DRAFT: ProcessSchedulingService no extra submit #10390

Zelldon · 2022-09-16T17:22:43Z

Description

@npepinpe I need your input here

I removed the additional submit, but it turns out to be needed for the tests, since Scheduling timers from another Actor is not allowed somehow (?).

The timer will be added to the timer queue which is part of the ActorThread. Tbh I see not really an issue here, even if this is another thread. When the timer is due the ActorTask will be enqueued and run from some ActorThread 🤷 Maybe I oversee something. Do you think we can remove the restriction?

Related issues

closes #10291

Definition of Done

Not all items need to be done depending on the issue and the pull request.

Code changes:

The changes are backwards compatibility with previous versions
If it fixes a bug then PRs are created to backport the fix to the last two minor versions.

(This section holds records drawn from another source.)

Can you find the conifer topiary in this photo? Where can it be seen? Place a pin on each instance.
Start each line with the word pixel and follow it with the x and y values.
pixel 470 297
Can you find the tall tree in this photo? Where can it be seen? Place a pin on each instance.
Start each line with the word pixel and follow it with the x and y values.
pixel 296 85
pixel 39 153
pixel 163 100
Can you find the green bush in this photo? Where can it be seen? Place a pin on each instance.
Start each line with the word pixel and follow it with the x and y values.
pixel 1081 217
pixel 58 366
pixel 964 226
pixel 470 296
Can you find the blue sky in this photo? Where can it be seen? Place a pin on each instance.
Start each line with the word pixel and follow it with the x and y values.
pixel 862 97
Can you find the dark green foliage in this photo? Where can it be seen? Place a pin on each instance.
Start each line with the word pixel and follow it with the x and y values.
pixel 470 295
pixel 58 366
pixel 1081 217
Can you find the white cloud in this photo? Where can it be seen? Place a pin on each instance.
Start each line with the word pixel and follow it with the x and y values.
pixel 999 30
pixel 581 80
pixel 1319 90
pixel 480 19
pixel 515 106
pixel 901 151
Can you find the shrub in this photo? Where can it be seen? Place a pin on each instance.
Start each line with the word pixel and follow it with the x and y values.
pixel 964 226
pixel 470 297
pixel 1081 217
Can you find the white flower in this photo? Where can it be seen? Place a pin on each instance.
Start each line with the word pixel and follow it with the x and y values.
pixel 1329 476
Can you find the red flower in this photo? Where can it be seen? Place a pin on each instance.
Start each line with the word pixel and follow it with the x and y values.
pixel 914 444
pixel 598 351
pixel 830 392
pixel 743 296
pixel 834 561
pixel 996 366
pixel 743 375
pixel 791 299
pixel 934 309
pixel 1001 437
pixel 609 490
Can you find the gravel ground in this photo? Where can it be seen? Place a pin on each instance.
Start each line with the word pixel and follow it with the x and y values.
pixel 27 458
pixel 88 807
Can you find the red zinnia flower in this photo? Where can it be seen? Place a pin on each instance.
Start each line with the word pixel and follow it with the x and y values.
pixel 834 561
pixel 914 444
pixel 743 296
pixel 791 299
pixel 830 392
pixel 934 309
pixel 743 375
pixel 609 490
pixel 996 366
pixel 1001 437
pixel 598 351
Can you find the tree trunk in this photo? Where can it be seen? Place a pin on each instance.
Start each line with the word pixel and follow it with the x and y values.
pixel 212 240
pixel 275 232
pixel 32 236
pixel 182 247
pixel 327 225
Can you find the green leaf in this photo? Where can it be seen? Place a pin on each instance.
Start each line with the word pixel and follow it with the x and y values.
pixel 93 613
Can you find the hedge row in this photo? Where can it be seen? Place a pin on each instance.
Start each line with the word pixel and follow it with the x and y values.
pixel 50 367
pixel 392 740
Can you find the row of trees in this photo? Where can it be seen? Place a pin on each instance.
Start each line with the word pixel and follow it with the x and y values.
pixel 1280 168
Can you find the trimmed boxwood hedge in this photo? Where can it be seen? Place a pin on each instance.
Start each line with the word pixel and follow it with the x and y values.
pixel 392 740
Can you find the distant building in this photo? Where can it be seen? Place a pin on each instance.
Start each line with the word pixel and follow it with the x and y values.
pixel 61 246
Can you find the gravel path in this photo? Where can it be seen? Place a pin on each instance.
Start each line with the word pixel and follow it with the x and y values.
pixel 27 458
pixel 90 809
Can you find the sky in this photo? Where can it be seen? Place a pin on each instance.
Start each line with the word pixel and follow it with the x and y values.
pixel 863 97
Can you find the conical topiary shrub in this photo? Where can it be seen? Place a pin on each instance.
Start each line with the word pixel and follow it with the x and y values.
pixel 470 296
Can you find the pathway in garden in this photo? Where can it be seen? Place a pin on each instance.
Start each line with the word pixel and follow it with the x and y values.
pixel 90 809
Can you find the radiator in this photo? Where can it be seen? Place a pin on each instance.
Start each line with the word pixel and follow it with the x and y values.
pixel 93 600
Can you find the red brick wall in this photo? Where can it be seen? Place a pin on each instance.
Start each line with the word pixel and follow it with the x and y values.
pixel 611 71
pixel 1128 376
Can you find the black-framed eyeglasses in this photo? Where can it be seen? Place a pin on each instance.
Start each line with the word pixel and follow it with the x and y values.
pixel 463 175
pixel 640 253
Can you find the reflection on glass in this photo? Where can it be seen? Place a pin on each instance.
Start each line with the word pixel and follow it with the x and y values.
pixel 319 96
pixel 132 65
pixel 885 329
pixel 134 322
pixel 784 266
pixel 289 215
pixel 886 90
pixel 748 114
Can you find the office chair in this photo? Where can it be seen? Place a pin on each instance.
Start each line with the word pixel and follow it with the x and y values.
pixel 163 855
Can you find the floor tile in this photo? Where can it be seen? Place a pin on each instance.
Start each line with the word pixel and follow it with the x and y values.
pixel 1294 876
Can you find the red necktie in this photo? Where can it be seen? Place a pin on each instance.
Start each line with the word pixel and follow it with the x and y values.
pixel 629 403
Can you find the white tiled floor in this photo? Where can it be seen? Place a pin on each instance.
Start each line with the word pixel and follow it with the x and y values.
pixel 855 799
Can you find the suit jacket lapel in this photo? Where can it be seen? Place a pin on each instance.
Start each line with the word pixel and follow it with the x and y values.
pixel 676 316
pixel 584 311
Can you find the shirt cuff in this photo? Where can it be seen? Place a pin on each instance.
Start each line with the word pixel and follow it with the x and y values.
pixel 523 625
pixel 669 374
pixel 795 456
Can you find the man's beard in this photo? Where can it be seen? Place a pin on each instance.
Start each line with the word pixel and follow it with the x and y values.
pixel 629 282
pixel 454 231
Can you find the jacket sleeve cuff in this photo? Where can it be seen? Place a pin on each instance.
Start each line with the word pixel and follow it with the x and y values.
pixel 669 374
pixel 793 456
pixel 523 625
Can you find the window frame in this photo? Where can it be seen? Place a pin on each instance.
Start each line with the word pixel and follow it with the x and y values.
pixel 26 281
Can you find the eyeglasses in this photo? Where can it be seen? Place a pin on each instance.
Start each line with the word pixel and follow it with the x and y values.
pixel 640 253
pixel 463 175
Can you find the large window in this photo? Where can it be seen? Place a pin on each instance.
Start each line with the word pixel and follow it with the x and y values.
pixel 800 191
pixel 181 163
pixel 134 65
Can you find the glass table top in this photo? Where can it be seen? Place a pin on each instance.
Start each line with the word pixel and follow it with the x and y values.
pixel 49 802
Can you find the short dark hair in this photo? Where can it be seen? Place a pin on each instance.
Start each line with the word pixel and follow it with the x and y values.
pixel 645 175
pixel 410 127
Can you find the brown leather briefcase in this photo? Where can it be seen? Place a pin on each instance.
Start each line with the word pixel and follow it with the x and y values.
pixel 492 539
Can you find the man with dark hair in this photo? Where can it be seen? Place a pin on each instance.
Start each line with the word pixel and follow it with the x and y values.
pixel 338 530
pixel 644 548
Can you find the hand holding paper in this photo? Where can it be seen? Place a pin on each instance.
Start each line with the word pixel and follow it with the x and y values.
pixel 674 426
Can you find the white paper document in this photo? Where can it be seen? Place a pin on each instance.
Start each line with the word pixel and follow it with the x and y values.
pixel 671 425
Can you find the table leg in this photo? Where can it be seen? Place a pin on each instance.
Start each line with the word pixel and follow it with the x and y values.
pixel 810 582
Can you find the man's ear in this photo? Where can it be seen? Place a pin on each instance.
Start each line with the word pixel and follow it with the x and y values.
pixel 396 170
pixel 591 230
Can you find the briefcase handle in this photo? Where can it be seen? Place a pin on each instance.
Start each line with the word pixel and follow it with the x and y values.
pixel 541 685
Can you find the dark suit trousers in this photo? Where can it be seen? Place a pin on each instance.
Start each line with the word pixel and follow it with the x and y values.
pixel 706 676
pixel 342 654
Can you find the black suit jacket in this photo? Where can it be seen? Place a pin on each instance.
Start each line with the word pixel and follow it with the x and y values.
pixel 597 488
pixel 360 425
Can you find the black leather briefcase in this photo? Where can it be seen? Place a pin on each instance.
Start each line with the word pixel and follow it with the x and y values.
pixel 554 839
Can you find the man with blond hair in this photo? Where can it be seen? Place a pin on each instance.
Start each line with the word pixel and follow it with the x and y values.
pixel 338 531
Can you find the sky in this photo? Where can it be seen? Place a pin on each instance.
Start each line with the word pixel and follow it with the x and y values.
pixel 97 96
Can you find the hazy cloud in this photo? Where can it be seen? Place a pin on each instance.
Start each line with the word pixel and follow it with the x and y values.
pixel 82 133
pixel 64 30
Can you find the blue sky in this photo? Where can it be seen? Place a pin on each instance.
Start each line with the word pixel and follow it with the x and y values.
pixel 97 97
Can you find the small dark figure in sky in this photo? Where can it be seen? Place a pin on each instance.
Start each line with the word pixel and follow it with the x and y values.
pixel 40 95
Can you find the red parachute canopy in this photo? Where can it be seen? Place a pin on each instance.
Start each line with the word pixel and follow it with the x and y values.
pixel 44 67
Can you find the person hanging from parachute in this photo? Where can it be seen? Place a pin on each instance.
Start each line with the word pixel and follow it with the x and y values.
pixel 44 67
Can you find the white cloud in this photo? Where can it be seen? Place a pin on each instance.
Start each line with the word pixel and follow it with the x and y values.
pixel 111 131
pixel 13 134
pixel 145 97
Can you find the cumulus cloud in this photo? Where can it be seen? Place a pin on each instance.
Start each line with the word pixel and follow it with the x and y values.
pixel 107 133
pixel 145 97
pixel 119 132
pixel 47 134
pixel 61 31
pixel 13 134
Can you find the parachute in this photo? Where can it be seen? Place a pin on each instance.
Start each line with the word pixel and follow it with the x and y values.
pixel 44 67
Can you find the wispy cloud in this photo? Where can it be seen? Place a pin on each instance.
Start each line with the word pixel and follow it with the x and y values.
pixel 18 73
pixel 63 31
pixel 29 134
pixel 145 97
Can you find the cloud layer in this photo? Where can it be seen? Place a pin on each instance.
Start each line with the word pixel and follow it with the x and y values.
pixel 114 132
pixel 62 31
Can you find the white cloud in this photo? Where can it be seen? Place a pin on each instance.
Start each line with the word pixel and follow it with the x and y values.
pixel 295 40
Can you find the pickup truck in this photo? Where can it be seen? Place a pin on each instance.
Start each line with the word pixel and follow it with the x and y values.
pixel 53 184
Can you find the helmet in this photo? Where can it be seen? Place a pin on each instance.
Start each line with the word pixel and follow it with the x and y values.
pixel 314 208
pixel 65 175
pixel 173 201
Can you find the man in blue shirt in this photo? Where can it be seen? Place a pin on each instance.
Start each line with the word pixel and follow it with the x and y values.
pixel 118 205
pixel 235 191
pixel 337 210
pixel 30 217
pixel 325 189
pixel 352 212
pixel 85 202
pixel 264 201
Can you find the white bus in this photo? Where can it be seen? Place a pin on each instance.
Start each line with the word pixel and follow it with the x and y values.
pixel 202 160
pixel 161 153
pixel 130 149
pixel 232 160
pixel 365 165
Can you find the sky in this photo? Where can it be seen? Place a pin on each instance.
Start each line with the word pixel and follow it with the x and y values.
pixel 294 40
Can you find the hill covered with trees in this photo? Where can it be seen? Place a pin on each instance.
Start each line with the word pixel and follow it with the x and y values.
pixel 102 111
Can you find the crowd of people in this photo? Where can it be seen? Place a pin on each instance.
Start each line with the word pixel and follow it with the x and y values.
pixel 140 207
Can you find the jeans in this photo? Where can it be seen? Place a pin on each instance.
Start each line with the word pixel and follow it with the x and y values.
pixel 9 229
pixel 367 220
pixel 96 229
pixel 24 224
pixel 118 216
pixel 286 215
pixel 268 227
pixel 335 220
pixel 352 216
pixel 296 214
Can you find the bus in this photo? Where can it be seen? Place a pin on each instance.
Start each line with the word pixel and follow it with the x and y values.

You can trigger a backport by assigning labels (e.g. backport stable/1.3) to the PR, in case that fails you need to create backports manually.

Testing:

There are unit/integration tests that verify all acceptance criterias of the issue
New tests are written to ensure backwards compatibility with further versions
The behavior is tested manually
The change has been verified by a QA run
The impact of the changes is verified by a benchmark

Documentation:

The documentation is updated (e.g. BPMN reference, configuration, examples, get-started guides, etc.)
New content is added to the release announcement
If the PR changes how BPMN processes are validated (e.g. support new BPMN element) then the Camunda modeling team should be informed to adjust the BPMN linting.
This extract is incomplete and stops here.